I've always found the term "adobo" to be perplexing. After all, it sounds confusingly like adobe, the building material, and the word is a common denominator used in everything from canned Mexican chipotles to Filipino chicken over rice. Since I'm certain that I'm not the only person disoriented by this phrase, I've decided to set the record straight. Spanish for "marinade," adobo refers to a sauce or a seasoning. It's used in many different types of Latin-influenced cooking, including Spanish, Southwestern, Caribbean, and Filipino cuisines, where it goes by the same name but refers to completely different flavors. Learn about it when you read more.
In Mexican and Southwestern cooking, many dishes call for chipotles en adobo, or smoked, dried jalapeño peppers cooked with tomatoes, garlic, vinegar, salt, citrus, and spices such as cumin and oregano.
In contrast, adobo from the Caribbean island of Puerto Rico refers to a seasoned rub, that's flavorful but not hot, and is either wet (adobo mojado) or dry (adobo seco).

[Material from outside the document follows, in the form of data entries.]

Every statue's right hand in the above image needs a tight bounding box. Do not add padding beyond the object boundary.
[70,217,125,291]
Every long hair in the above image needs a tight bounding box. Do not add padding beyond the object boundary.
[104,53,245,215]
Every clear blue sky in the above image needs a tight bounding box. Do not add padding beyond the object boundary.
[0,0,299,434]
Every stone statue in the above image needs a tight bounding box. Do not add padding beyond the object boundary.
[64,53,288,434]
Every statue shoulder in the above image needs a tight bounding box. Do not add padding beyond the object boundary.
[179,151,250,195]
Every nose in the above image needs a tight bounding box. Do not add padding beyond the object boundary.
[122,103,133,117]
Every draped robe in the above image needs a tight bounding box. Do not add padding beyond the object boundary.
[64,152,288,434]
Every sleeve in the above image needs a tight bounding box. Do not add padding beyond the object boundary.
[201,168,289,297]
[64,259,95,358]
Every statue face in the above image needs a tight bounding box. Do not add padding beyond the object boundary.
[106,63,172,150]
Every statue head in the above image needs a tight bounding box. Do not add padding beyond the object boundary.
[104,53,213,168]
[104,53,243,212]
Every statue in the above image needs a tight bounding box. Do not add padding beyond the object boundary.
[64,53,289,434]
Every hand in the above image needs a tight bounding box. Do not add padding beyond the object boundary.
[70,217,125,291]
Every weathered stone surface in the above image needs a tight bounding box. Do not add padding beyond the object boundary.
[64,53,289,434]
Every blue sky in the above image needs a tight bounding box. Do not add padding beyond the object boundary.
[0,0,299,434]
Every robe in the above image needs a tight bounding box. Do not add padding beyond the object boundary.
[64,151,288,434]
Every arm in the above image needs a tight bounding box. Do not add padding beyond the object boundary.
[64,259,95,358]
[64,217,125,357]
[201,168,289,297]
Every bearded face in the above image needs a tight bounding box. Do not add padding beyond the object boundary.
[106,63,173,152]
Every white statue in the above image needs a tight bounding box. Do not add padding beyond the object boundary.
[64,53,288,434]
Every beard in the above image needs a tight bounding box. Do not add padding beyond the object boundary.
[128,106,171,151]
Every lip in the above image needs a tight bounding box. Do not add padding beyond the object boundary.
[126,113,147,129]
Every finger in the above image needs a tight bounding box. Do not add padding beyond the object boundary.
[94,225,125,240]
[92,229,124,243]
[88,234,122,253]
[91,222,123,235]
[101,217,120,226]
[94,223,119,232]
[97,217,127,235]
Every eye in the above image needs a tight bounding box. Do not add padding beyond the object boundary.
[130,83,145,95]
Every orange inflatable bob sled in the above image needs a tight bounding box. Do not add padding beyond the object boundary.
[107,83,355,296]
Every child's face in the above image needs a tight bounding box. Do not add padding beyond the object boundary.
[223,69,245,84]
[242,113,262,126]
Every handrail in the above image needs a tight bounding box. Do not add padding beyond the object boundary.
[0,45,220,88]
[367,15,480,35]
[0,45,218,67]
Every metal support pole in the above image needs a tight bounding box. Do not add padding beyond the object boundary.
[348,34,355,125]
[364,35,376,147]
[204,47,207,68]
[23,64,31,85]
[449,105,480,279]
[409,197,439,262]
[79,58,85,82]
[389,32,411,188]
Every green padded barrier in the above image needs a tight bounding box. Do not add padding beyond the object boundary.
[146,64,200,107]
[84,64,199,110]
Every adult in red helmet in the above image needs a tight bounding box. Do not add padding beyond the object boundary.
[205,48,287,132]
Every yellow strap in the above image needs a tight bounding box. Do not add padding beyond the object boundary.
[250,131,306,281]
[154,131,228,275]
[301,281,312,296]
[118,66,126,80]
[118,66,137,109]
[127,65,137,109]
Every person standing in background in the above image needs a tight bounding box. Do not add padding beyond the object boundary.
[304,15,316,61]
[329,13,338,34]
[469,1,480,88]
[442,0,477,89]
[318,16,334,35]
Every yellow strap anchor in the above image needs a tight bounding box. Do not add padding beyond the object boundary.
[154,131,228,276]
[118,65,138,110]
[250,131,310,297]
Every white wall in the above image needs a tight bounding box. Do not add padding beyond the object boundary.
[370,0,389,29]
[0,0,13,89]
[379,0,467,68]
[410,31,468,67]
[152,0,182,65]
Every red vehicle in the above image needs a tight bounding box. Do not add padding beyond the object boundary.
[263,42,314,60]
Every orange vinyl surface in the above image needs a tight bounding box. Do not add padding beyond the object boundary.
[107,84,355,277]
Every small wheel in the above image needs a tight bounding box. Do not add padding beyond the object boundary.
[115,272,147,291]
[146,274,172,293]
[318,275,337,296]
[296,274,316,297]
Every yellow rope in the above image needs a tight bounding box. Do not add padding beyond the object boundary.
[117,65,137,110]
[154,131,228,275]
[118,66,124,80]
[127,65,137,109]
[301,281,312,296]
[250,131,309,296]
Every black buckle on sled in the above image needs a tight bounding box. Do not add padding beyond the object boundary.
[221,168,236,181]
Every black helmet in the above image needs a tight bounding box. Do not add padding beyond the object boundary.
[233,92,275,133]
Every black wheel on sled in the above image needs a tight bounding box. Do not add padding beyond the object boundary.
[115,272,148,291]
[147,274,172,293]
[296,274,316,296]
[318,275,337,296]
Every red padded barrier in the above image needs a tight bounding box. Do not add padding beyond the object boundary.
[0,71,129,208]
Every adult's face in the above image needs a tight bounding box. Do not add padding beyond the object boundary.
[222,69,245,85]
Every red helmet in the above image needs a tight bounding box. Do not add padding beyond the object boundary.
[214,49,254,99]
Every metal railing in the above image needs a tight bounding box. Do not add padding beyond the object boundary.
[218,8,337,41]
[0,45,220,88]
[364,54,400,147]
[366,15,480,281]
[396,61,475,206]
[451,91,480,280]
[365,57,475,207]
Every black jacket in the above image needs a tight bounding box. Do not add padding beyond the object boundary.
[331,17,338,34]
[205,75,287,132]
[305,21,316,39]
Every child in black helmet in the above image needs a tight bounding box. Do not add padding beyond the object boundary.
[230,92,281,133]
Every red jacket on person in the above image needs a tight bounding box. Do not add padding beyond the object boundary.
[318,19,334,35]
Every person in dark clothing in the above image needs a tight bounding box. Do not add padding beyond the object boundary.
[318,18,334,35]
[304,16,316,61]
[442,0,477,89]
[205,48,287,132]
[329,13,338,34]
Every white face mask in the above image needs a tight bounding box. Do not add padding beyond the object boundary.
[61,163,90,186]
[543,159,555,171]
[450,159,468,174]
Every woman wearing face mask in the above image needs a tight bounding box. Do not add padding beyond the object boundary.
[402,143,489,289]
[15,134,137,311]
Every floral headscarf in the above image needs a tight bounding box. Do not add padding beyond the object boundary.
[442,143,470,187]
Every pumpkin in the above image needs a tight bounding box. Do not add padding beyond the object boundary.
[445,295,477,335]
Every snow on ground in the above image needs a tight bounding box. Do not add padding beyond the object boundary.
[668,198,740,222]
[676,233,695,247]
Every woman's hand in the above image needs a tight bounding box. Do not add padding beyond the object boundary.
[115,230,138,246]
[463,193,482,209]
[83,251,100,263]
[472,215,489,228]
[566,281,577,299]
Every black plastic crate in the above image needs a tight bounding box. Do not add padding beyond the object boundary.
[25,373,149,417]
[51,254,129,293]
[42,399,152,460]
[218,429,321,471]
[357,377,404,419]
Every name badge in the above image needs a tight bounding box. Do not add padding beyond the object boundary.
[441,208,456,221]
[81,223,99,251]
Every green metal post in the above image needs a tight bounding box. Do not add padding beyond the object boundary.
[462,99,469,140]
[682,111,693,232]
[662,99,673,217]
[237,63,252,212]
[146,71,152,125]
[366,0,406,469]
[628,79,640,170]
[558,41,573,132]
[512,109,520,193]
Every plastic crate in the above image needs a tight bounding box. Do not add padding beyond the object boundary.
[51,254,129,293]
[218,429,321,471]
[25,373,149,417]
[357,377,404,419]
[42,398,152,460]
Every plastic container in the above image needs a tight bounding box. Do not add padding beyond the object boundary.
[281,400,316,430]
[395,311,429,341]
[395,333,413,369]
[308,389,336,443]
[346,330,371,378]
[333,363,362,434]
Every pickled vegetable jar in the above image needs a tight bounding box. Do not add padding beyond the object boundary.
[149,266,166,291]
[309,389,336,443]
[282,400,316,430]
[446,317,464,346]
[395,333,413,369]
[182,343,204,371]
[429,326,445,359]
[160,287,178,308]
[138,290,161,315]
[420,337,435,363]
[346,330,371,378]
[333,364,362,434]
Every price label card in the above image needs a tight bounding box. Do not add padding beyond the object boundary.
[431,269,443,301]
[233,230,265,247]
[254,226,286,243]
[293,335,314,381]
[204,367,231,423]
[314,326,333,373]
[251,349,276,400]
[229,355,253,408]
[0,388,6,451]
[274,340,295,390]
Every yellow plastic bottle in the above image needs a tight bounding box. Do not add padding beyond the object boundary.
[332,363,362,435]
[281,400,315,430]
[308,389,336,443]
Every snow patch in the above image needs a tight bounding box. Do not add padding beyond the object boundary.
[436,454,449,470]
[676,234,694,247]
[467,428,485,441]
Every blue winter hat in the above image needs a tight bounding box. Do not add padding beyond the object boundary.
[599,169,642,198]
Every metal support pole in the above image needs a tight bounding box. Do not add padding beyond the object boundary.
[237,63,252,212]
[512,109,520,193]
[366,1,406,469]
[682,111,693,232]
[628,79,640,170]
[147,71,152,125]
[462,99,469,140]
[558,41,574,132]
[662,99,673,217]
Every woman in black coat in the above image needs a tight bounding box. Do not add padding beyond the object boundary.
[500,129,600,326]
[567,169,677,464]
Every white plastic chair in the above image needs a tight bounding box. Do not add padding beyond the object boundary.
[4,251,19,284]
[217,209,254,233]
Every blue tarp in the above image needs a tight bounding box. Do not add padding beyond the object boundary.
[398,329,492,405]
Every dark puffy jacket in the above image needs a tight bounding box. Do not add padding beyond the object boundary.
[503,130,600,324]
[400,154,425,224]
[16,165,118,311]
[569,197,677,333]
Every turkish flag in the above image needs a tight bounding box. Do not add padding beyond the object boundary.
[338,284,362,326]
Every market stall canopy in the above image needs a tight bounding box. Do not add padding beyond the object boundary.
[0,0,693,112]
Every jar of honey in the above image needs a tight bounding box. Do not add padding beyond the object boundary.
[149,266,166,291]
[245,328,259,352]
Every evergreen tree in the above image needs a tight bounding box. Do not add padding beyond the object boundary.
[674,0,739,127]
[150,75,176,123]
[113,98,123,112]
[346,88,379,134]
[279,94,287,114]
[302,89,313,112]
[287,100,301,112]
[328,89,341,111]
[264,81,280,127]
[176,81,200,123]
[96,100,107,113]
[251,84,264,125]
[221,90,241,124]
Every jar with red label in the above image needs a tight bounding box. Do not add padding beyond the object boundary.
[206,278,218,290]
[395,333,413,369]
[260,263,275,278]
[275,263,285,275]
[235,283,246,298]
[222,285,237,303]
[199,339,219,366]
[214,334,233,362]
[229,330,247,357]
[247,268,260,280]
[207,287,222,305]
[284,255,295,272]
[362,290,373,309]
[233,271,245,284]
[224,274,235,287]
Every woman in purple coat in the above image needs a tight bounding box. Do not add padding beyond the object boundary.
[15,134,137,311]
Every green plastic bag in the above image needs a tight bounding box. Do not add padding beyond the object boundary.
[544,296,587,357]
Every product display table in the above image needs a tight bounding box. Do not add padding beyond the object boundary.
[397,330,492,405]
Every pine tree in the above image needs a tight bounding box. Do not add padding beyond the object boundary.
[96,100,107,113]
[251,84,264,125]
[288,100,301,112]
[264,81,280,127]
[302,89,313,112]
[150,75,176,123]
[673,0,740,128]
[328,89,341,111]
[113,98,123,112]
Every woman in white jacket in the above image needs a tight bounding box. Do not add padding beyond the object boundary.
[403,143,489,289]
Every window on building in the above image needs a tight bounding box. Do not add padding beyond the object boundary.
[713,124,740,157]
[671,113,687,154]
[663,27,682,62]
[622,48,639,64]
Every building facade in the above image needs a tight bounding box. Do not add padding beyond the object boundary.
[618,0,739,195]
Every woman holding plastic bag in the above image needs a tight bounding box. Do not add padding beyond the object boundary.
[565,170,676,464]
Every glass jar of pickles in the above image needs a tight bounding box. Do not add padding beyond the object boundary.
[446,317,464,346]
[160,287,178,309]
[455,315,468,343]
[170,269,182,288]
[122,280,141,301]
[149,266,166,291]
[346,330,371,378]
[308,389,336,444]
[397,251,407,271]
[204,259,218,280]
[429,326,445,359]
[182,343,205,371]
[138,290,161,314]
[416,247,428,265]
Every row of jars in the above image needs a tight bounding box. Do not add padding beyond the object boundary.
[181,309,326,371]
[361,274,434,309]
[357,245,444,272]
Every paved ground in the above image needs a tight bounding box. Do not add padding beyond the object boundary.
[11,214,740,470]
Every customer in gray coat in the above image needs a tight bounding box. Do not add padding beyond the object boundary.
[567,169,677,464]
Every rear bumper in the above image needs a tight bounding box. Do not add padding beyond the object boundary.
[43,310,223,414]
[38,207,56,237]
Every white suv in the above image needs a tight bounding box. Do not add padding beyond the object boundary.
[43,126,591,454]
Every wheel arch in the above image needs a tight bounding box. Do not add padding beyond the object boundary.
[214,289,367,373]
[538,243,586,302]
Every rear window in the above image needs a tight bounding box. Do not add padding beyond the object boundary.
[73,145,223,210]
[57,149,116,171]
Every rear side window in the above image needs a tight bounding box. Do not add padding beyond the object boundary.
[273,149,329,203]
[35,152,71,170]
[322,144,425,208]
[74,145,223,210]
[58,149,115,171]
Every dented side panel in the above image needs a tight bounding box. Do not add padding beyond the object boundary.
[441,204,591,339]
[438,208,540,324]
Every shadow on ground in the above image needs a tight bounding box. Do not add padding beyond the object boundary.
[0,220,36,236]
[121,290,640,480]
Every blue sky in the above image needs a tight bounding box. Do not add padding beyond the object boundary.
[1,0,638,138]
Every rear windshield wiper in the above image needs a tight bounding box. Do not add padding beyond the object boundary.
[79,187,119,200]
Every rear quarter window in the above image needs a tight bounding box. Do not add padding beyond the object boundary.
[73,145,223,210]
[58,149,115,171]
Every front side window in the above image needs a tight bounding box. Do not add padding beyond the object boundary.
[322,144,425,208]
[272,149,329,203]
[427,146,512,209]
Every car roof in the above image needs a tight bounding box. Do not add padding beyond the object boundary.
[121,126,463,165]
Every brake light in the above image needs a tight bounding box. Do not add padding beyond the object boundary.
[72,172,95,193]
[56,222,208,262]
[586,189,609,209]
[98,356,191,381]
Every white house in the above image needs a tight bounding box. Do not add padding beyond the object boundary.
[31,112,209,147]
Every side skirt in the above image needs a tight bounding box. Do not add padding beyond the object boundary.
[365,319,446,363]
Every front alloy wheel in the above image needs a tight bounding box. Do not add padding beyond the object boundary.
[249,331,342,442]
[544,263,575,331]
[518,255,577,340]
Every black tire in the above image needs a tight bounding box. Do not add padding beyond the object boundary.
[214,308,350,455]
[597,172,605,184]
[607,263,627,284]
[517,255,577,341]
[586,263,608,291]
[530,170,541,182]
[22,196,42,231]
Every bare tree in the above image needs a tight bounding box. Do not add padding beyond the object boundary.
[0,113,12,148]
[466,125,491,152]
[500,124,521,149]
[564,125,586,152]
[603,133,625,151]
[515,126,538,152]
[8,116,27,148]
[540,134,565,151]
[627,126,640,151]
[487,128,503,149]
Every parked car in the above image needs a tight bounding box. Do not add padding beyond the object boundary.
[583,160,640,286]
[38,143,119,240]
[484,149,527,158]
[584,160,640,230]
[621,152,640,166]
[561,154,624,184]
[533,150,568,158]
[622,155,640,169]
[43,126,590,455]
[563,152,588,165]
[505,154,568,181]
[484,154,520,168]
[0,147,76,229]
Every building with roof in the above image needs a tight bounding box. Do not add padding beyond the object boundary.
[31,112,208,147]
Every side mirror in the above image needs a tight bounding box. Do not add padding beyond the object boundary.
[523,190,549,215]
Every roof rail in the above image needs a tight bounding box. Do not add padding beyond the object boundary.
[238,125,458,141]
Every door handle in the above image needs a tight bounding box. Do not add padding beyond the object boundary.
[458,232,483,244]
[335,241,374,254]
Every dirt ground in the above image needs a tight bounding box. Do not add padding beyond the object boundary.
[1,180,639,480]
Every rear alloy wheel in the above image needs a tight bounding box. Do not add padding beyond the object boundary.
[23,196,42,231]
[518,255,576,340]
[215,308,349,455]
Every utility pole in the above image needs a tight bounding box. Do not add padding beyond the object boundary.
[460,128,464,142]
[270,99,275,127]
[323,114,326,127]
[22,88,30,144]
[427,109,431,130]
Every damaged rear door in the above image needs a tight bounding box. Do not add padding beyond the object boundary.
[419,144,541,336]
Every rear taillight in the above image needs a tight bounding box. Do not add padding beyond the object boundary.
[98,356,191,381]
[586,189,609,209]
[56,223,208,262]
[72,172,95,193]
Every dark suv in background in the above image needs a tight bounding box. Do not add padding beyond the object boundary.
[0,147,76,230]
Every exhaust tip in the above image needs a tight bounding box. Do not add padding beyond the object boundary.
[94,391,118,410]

The mojado is made with garlic, olive oil, citrus, or vinegar, and Mexican thyme; the more popular seco contains garlic powder, Mexican thyme, citrus zest, and seasonings.
Adobo is also one of the national dishes of the Philippines, and there it refers to a cooking method in which meat — most commonly chicken or pork — is simmered with vinegar, soy sauce, garlic, bay leaves, and black peppercorns, then served over rice. What's your favorite kind of adobo?